SPECIFICITE DES ENTREPRISES FRANCHES
La création des entreprises franches répond à des objectifs économiques et politiques précis ; elles sont mises en place pour faire face aux difficultés d’ordre structurel, dans le domaine de l’emploi, des apports de devises, etc. Le présent chapitre traitera des enjeux des entreprises franches, compte tenu de leur spécificité et le second chapitre, de la mise en œuvre du droit du travail dans les entreprises franches .
Les intérêts des investisseurs étrangers
La plupart des pays dotés de zone franche offrent en principe le même ensemble d’avantages aux investisseurs. Les opérateurs étrangers n’investissent dans les entreprises franches que s’ils sont certains de trouver des intérêts et des privilèges du régime de zone franche qui leur sont dévolus. A ce titre, plusieurs avantages leur sont offerts afin de les inciter à s’investir dans le pays et en voici quelques uns :
Main-d’œuvre intensive et bon marché :
Les investisseurs étrangers opèrent dans les entreprises franches du fait de l’abondance de la main d’œuvre locale qui plus est, bon marché.
Madagascar dispose des ressources humaines nécessaires, d’un capital humain très important pour le bon fonctionnement de l’entreprise ; les statistiques démontrent que l’effectif des travailleurs dans les entreprises franches est actuellement évalué à peu près à 110 000 personnes, soit plus du tiers de la main d’œuvre du secteur secondaire. Ce résultat suffit à démontrer que les entreprises franches sont spécialement intensives en main d’œuvre. Par conséquent, elle ne constitue pas le problème majeur des opérateurs étrangers ; par rapport aux enjeux de la concurrence mondiale effrénée, elle constitue même un avantage comparatif pour Madagascar parmi les autres facteurs.
Avantages fiscaux et douaniers intéressants
Ils sont spécifiquement prévus par les textes malgaches en vigueur. Ainsi, les entreprises franches malgaches :
– sont toutes exonérées de la taxe professionnelle ;
– bénéficient d’un système fiscal réduit et à faible taux avec initialement une exonération totale d’impôt sur les bénéfices des sociétés pendant une période allant de 2 à 15 ans suivant les catégories d’entreprises et un taux fixé à 10 % pour les années suivantes ;
– le taux en matière d’impôt sur les dividendes est fixé à 10 % ; et l’impôt sur les revenus salariaux des expatriés ne peut être supérieur à 35%, les transferts sont libres ;
– bénéficient également d’un régime douanier assurant une exemption de tous les droits et taxes à l’importation et à l’exportation.
Le projet de refonte de la loi relative au régime de zone franche prévoit des réformes du régime fiscal et douanier.
Procédures administratives simplifiées
La création du guichet unique des investissements et du développement de l’entreprise (GUIDE) est un point essentiel dans le cadre de l’amélioration de l’environnement des affaires à Madagascar.

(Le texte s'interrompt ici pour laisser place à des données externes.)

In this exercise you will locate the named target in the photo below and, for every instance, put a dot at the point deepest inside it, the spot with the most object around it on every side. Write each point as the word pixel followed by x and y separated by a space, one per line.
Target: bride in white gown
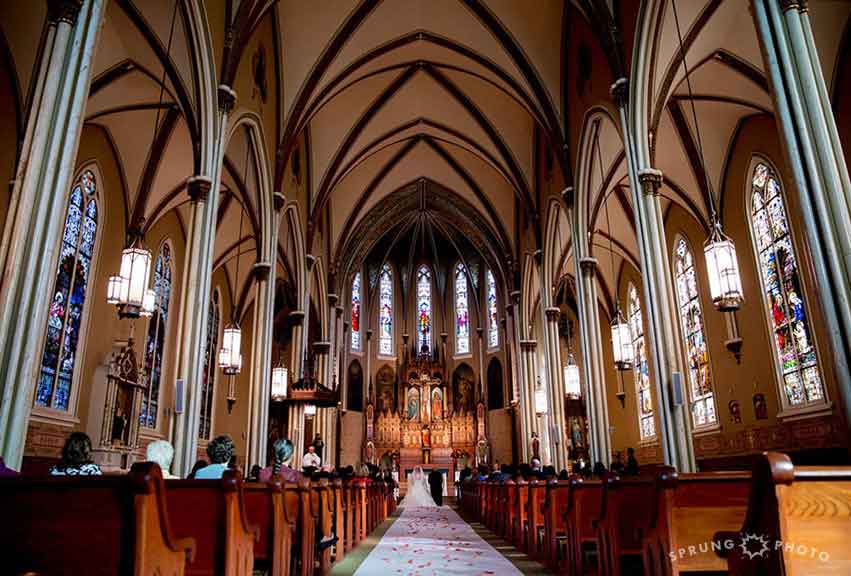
pixel 418 490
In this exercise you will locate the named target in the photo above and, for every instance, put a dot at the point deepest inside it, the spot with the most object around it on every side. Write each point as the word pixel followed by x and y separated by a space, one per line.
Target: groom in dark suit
pixel 435 482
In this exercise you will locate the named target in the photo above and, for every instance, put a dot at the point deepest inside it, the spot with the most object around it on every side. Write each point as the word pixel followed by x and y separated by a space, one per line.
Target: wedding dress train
pixel 418 491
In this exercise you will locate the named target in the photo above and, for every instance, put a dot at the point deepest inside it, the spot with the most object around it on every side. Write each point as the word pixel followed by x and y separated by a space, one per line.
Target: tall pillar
pixel 593 361
pixel 30 247
pixel 513 312
pixel 203 192
pixel 814 154
pixel 261 363
pixel 555 383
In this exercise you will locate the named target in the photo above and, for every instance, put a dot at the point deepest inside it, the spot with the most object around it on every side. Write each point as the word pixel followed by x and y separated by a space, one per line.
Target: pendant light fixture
pixel 129 289
pixel 722 266
pixel 621 335
pixel 572 383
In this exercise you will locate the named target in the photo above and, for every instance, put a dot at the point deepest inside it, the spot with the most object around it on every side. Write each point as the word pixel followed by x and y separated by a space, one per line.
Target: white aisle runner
pixel 430 540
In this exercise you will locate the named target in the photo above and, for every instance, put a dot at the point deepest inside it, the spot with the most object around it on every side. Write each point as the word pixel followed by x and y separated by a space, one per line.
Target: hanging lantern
pixel 129 290
pixel 230 358
pixel 722 266
pixel 621 342
pixel 280 379
pixel 540 399
pixel 572 385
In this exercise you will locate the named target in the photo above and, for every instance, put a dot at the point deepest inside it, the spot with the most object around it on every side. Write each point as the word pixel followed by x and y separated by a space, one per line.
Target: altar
pixel 425 421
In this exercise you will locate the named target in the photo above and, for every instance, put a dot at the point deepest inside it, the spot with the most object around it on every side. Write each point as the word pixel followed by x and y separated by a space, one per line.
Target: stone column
pixel 261 363
pixel 593 361
pixel 817 162
pixel 34 223
pixel 555 382
pixel 203 192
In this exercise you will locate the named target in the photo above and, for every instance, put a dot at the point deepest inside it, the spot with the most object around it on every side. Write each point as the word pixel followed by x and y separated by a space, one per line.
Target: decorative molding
pixel 198 188
pixel 227 98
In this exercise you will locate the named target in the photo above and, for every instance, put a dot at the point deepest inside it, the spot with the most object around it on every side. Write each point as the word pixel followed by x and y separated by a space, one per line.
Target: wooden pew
pixel 555 527
pixel 584 501
pixel 213 512
pixel 626 510
pixel 535 519
pixel 339 520
pixel 101 525
pixel 688 510
pixel 804 515
pixel 521 523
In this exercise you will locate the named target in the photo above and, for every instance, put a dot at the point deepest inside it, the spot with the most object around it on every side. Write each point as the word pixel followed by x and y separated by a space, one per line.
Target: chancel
pixel 425 287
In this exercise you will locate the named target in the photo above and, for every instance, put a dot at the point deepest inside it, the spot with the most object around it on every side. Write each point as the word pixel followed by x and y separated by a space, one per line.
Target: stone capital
pixel 227 98
pixel 620 92
pixel 278 201
pixel 261 271
pixel 588 265
pixel 198 188
pixel 650 180
pixel 63 11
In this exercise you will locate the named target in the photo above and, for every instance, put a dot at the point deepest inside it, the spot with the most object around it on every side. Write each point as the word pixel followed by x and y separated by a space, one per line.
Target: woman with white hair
pixel 161 452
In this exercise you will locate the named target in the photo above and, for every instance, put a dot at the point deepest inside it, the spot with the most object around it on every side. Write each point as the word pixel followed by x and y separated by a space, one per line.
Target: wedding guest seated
pixel 220 450
pixel 5 471
pixel 195 467
pixel 283 450
pixel 161 452
pixel 75 458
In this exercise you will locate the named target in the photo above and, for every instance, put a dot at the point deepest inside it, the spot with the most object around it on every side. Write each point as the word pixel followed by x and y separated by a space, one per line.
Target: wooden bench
pixel 93 525
pixel 625 514
pixel 584 502
pixel 555 526
pixel 688 510
pixel 213 512
pixel 803 513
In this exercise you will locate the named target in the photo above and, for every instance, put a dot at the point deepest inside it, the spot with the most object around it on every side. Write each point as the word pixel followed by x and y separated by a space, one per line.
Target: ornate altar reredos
pixel 425 419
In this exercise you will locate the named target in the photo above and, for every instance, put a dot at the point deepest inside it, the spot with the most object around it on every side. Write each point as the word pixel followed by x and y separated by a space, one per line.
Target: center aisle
pixel 425 540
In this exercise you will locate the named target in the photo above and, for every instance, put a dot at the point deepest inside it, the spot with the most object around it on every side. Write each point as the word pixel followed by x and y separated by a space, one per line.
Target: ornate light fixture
pixel 572 383
pixel 722 266
pixel 128 290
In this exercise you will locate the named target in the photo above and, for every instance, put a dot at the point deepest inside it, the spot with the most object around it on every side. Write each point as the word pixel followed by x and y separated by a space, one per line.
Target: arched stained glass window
pixel 155 341
pixel 783 292
pixel 385 311
pixel 208 379
pixel 67 303
pixel 424 307
pixel 694 337
pixel 493 317
pixel 462 311
pixel 641 370
pixel 355 328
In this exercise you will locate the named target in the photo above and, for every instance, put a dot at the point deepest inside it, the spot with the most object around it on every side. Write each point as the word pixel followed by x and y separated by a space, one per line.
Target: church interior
pixel 316 287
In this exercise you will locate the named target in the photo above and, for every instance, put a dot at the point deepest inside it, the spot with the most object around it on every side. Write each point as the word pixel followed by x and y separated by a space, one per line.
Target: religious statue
pixel 436 404
pixel 413 403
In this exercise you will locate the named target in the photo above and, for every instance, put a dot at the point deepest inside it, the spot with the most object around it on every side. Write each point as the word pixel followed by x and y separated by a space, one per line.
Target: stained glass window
pixel 691 321
pixel 424 307
pixel 784 295
pixel 493 319
pixel 155 341
pixel 641 370
pixel 69 295
pixel 356 313
pixel 385 311
pixel 208 378
pixel 462 312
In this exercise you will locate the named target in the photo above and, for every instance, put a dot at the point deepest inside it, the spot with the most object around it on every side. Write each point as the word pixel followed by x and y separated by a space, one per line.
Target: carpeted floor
pixel 423 541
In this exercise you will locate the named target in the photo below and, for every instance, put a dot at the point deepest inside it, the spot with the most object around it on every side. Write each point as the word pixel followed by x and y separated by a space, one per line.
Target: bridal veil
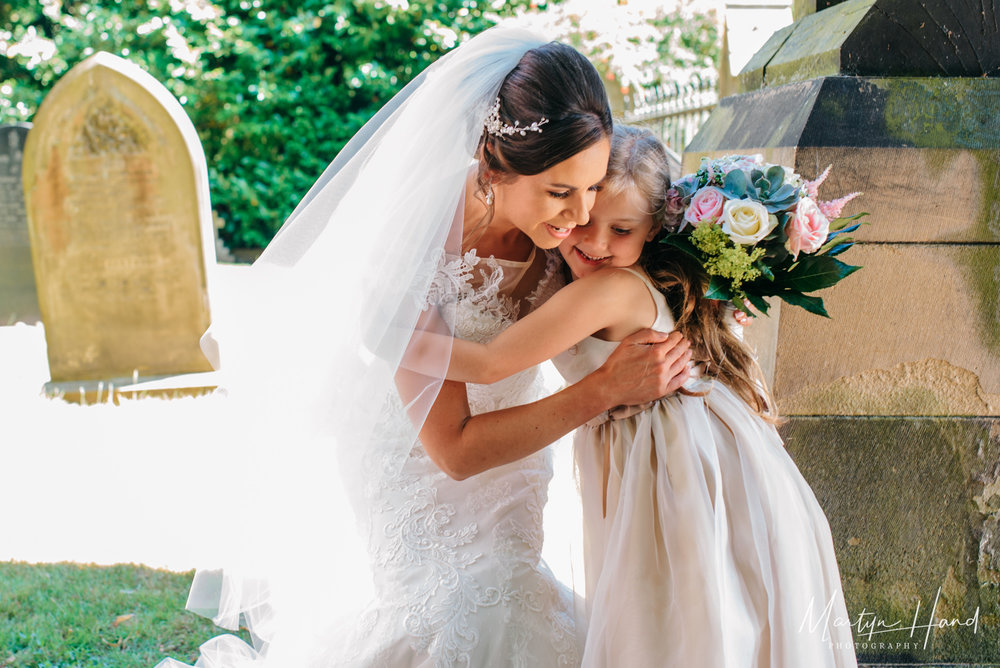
pixel 310 347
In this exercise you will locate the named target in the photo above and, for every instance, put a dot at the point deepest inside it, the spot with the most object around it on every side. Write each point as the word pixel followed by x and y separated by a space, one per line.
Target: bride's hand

Il est institué en vue :
– de faciliter et d’alléger les formalités administratives concernant la création d’entreprises, leur modification, leur fonctionnement et la cessation de leurs activités ; et l’investissement (par exemple : sur l’octroi des visas de séjour des investisseurs étrangers…)
– d’accueillir les investisseurs, de les informer sur l’environnement global,
– de recevoir et d’examiner les dossiers de demande d’agrément au titre de régime de zone franche,
– de notifier l’acte d’agrément et d’assurer le suivi des entreprises agréées.
La refonte du régime de zone franche met aussi l’accent sur l’allègement de ces procédures.
Disponibilité de matières premières
Madagascar ne dispose pas de beaucoup d’industries capables de fournir des matières premières nécessaires pour la production, la transformation des biens destinés à être exportés à l’étranger. Ce qui constitue un handicap pour les investisseurs étrangers ; ce qui le différencie de ce qui se passe dans les autres pays où les entreprises franches n’ont pas besoin d’importer des matières premières pour subvenir à leurs besoins locaux. Malgré cela, la COTONA ou la Cotonnière d’Antsirabe qui est devenue actuellement une entreprise franche demeure un des fournisseurs de matières premières pour les entreprises franches locales.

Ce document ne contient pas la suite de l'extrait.